Nel 1178 l’arcivescovo Ubaldo, per riunire in un unico luogo tutti gli abitanti del territorio tra il Monte Pisano e la sponda sud ovest del Lago di Sesto ed evitare le ricorrenti liti con Lucca, obbligò i Bientinesi ad abitare in certo luogo a oriente del ponte sul fosso denominato Cilecchio.
Il 25 febbraio 1179 i consoli di Bientina con altri 120 bientinesi giurarono di obbedire all’arcivescovo e di andare ad abitare nel luogo assegnato.
Si fa risalire a questo periodo l’inizio della fondazione del castello con le torri in gran parte visibili ancor oggi, anche se studi più recenti fanno risalire ad epoca tardo-romana alcun tratti delle mura.
Nei secoli XIII e XIV fu alternativamente sotto il dominio di Lucca e Pisa, fino a che, nel 1402 si sottomise al dominio fiorentino.
Ebbe a sostenere l’ultimo assedio nel 1505, durante la cosiddetta guerra di Pisa, quando fu assediata dai Pisani, sostenuti da 1.500 fanti spagnoli, ma questi furono ricacciati dai difensori.
Il Senato fiorentino, in omaggio alla fedeltà dimostrata, concesse a Bientina privilegi di natura economica e fiscale, nonché l’appellativo di “Bientina Fiorentina”.
Nel 1699, con una fastosa cerimonia ebbe inizio il culto di san Valentino, il cui corpo proveniva dalle catacombe di San Callisto sulla Via Appia Antica.

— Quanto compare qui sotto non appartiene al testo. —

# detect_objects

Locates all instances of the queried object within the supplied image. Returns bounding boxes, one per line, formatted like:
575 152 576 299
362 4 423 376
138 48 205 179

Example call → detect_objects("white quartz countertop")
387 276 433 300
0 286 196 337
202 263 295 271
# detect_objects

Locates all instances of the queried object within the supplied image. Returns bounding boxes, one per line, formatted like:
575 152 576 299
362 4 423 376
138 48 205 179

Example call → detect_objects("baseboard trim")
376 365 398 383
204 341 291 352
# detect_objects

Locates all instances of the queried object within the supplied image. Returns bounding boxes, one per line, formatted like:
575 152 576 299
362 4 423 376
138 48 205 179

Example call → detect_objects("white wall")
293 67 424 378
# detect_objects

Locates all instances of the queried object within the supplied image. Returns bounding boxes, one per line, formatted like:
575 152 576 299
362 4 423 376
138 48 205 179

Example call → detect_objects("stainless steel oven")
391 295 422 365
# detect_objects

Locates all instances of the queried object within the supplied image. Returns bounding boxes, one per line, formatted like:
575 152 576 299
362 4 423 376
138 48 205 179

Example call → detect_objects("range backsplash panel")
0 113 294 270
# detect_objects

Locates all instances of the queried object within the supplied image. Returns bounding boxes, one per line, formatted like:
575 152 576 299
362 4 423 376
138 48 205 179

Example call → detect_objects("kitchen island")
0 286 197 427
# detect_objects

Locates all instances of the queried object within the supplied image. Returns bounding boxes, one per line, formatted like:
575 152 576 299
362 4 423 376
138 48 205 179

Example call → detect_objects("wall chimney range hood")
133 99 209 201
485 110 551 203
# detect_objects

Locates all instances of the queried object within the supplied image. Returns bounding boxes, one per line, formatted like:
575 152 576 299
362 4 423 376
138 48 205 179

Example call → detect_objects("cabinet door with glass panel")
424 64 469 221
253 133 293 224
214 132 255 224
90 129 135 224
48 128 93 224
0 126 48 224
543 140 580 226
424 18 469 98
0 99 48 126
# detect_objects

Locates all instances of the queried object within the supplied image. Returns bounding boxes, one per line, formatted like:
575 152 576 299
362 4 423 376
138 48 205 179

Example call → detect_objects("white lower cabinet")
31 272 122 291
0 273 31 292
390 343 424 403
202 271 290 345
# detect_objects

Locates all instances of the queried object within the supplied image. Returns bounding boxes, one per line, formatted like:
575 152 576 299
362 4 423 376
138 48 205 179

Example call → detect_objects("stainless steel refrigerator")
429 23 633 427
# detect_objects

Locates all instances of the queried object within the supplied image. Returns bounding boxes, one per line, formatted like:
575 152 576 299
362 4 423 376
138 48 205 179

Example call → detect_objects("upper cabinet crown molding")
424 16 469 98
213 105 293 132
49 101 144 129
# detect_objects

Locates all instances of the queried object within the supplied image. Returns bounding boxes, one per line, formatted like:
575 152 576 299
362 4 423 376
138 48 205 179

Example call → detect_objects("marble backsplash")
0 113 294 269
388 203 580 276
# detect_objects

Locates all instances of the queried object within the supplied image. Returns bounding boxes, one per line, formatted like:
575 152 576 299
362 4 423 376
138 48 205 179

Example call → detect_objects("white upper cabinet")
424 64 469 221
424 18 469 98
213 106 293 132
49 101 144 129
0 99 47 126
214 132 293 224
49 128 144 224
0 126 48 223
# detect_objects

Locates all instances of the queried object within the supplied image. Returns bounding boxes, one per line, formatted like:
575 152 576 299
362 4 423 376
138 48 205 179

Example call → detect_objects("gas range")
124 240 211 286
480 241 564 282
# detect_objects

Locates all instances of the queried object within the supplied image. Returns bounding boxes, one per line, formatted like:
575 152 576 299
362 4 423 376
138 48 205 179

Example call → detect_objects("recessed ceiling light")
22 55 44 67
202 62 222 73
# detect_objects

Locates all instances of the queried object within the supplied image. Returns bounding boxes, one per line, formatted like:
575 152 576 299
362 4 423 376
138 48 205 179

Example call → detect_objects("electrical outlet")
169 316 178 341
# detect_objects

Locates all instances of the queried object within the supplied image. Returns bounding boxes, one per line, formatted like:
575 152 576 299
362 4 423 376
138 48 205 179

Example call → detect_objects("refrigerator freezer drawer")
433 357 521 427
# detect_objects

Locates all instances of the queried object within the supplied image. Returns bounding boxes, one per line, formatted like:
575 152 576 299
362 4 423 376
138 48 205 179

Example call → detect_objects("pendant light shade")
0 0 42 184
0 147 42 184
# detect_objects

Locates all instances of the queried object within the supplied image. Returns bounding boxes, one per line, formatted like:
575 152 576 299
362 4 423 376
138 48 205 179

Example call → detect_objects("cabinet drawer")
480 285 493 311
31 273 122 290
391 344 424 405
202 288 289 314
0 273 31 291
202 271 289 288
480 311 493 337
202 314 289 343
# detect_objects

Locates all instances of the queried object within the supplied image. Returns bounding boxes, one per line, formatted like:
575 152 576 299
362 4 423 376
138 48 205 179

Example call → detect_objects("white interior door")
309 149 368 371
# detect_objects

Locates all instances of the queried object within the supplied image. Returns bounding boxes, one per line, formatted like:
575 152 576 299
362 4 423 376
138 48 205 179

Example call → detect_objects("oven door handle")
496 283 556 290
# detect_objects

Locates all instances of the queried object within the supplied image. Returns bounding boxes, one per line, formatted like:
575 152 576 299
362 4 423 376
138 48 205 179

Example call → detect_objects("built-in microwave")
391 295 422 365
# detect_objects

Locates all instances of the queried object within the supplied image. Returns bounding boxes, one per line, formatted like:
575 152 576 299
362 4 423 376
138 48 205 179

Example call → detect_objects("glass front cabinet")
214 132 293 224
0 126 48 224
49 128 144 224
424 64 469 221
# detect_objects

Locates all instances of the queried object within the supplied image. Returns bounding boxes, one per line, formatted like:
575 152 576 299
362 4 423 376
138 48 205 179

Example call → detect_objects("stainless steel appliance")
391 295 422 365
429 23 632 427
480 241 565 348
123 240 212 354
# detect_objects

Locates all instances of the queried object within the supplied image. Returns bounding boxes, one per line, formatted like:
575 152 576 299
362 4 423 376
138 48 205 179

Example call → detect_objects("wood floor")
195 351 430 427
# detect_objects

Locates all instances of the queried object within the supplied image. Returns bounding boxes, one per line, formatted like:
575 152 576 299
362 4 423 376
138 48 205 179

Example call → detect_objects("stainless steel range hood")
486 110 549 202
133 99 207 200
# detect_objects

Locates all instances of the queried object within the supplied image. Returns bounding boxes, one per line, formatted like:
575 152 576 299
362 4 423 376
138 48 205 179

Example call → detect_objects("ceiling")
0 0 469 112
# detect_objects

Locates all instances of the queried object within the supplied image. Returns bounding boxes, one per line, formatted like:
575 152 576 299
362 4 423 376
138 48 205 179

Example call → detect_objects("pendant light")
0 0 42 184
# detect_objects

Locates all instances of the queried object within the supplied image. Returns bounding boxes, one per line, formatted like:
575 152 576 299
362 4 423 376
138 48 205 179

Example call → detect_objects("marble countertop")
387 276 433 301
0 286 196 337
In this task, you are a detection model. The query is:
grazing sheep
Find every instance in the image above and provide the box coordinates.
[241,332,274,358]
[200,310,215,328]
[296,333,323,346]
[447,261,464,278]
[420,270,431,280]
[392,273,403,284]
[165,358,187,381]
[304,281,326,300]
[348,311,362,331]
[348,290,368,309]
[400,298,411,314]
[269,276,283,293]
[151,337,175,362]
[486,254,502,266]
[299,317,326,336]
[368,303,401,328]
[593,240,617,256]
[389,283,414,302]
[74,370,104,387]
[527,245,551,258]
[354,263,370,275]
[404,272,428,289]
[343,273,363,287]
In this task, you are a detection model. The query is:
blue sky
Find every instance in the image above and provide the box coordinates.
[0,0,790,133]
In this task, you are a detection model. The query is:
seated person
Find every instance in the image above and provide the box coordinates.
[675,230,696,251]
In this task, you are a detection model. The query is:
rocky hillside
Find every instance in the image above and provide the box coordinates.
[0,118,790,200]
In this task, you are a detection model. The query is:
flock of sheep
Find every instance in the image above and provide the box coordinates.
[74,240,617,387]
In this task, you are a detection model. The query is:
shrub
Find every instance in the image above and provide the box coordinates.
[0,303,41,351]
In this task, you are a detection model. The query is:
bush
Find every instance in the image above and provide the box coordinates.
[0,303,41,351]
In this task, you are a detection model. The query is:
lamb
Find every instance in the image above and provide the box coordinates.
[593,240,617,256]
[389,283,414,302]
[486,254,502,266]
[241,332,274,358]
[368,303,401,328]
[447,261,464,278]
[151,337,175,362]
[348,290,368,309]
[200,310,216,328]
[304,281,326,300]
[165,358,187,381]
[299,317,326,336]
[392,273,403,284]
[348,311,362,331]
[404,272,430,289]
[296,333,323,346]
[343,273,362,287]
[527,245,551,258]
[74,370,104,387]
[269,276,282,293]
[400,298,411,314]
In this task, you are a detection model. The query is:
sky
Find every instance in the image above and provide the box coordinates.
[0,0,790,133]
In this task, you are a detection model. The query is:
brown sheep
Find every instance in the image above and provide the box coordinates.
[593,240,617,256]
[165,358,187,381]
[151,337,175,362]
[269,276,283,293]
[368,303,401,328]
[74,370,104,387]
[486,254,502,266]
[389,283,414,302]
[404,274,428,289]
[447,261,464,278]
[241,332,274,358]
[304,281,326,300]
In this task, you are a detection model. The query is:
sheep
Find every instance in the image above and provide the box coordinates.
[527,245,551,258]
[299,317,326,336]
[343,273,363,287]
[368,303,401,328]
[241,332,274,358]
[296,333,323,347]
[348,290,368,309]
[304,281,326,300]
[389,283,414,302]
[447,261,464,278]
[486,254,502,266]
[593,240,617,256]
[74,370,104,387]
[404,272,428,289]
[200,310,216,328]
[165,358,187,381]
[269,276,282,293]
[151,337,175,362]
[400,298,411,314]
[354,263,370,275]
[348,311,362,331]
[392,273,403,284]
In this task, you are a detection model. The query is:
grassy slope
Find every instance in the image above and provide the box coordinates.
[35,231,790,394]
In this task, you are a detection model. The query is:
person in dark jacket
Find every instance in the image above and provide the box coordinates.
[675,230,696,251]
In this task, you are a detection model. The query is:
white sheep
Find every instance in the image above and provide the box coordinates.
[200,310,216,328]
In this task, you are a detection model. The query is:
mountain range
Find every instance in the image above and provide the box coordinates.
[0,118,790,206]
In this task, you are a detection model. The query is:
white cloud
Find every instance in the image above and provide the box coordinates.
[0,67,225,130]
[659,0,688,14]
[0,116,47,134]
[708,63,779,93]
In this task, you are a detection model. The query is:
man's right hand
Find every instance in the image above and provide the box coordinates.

Questo santo, per i miracoli che iniziò a fare, si guadagnò subito clamorosa fama, tanto che nel 1717 lo stesso Gran Principe di Toscana Gian Gastone de’ Medici venne a venerarne le spoglie.

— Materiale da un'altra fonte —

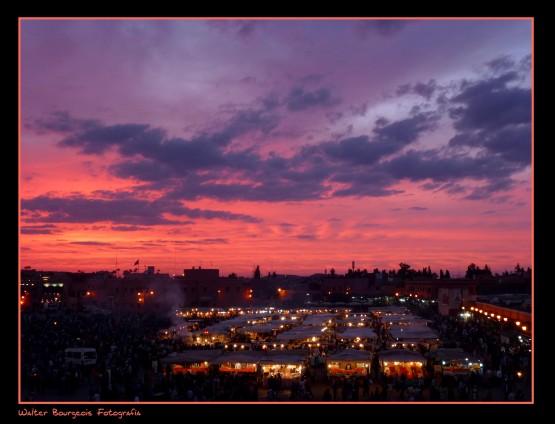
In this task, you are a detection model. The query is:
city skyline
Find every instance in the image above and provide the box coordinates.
[19,18,533,276]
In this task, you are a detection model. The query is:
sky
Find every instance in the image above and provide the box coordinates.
[19,18,533,277]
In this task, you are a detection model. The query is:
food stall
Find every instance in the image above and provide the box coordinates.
[389,324,439,348]
[325,349,372,377]
[335,327,378,349]
[379,349,426,380]
[158,324,193,343]
[160,350,220,374]
[429,348,483,375]
[259,350,307,387]
[214,350,264,374]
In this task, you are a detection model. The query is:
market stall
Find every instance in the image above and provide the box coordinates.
[335,327,377,348]
[259,350,307,387]
[160,350,220,374]
[325,349,372,377]
[379,349,426,380]
[430,348,483,375]
[389,324,439,348]
[214,350,264,374]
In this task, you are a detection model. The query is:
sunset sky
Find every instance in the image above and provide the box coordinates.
[19,19,533,276]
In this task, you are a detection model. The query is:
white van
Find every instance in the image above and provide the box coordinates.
[64,347,96,365]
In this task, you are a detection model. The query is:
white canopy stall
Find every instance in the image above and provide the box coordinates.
[325,349,372,376]
[379,349,426,380]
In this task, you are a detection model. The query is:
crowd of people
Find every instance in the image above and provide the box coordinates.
[21,303,531,402]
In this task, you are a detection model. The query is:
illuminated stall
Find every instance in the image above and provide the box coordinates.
[325,349,372,377]
[335,327,377,349]
[379,349,426,380]
[160,350,220,374]
[430,348,483,375]
[158,324,193,343]
[214,350,264,374]
[259,350,307,387]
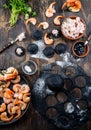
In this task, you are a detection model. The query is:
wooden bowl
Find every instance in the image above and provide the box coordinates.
[72,41,89,58]
[61,16,86,40]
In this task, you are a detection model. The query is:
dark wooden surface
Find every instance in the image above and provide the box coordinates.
[0,0,91,130]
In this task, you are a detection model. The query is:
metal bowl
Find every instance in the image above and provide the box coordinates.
[61,16,86,40]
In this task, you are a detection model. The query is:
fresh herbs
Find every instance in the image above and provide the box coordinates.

Analogo omaggio fu reso al santo negli anni 1766 e 1768 dal Granduca Pietro Leopoldo di Lorena. Con la morte di Gian Gastone avvenuta nel 1737, si estinse la dinastia medicea e la Toscana passò sotto quella dei Lorena.
Con Pietro Leopoldo ebbero inizio i primi lavori di bonifica e di regimazione della complessa idrografia della zona; tali lavori furono portati a compimento da Leopoldo II (1824-1859), sotto il governo del quale fu essiccato il lago di Bientina, mediante il passaggio delle acque sotto l’alveo dell’Arno mercé la costruzione del Canale Emissario, opera di grande ingegneria idraulica dovuta ad Alessandro Manetti.

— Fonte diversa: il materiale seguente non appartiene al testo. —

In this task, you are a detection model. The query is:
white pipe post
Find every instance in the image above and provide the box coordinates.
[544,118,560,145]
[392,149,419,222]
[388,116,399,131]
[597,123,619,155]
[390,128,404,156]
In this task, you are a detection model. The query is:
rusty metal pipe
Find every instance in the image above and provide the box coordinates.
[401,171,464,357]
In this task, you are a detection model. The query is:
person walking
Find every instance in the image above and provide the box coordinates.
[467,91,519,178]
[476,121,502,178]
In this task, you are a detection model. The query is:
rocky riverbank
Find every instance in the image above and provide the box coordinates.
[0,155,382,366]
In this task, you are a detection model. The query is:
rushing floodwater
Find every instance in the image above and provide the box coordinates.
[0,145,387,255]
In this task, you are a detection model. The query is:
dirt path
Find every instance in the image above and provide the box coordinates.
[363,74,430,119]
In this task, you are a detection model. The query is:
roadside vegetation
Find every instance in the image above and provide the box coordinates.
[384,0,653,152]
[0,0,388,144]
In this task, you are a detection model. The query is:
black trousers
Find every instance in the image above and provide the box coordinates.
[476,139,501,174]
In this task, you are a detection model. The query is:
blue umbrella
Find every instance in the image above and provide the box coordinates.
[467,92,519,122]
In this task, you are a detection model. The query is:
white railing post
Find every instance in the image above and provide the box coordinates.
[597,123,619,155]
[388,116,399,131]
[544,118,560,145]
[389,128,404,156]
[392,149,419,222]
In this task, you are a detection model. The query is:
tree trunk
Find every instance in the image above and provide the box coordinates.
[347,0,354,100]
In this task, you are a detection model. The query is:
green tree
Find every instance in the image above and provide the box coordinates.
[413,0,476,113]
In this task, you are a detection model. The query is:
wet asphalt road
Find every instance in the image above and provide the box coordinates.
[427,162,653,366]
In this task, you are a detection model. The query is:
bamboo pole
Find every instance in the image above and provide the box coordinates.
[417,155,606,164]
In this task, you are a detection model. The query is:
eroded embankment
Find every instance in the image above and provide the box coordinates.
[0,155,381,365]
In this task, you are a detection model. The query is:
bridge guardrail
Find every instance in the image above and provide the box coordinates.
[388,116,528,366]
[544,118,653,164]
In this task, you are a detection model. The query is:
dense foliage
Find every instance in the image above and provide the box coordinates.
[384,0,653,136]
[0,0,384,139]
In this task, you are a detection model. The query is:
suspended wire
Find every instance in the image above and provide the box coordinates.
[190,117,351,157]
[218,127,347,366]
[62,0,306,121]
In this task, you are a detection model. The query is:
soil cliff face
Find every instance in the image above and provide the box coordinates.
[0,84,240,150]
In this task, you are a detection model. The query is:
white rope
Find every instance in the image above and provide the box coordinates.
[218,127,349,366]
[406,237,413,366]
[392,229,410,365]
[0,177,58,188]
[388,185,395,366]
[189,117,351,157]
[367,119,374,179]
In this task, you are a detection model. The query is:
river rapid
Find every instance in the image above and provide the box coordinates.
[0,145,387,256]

Nell’occasione furono apportate alcune modifiche al corso dell’Arno, dando al maggior fiume della Toscana una regimazione definitiva.
Dopo la fine della dinastia Lorenese, Bientina entrò a far parte del Regno d’Italia e ne seguì le sorti fino al referendum istituzionale del 1946 quando i Bientinesi votarono a grandissima maggioranza per la Repubblica.
Lo stemma attuale si presenta di rosso, all’ariete saliente d’oro, addestrato da un mazzo di spighe di grano, al naturale. L’antico stemma di Bientina, ricavato dall’originale in marmo collocato nel timpano della chiesa di San Domenico, raffigurava invece un leone rampante accompagnato in capo dal giglio fiorentino e in punta da una tinca. Il 9 giugno 1859 i rappresentanti comunali presentarono al governo regio una richiesta di modifica allegando un bozzetto che venne approvato dal consiglio comunale di Bientina con delibera del 14 gennaio 1861. Il nuovo stemma sostituì i simboli precedenti con un capro d’oro su fondo rosso con le spighe di grano a rappresentare il progresso agricolo derivato dal risanamento della pianura e dall’essiccazione del Padule. Il gonfalone è un drappo di rosso.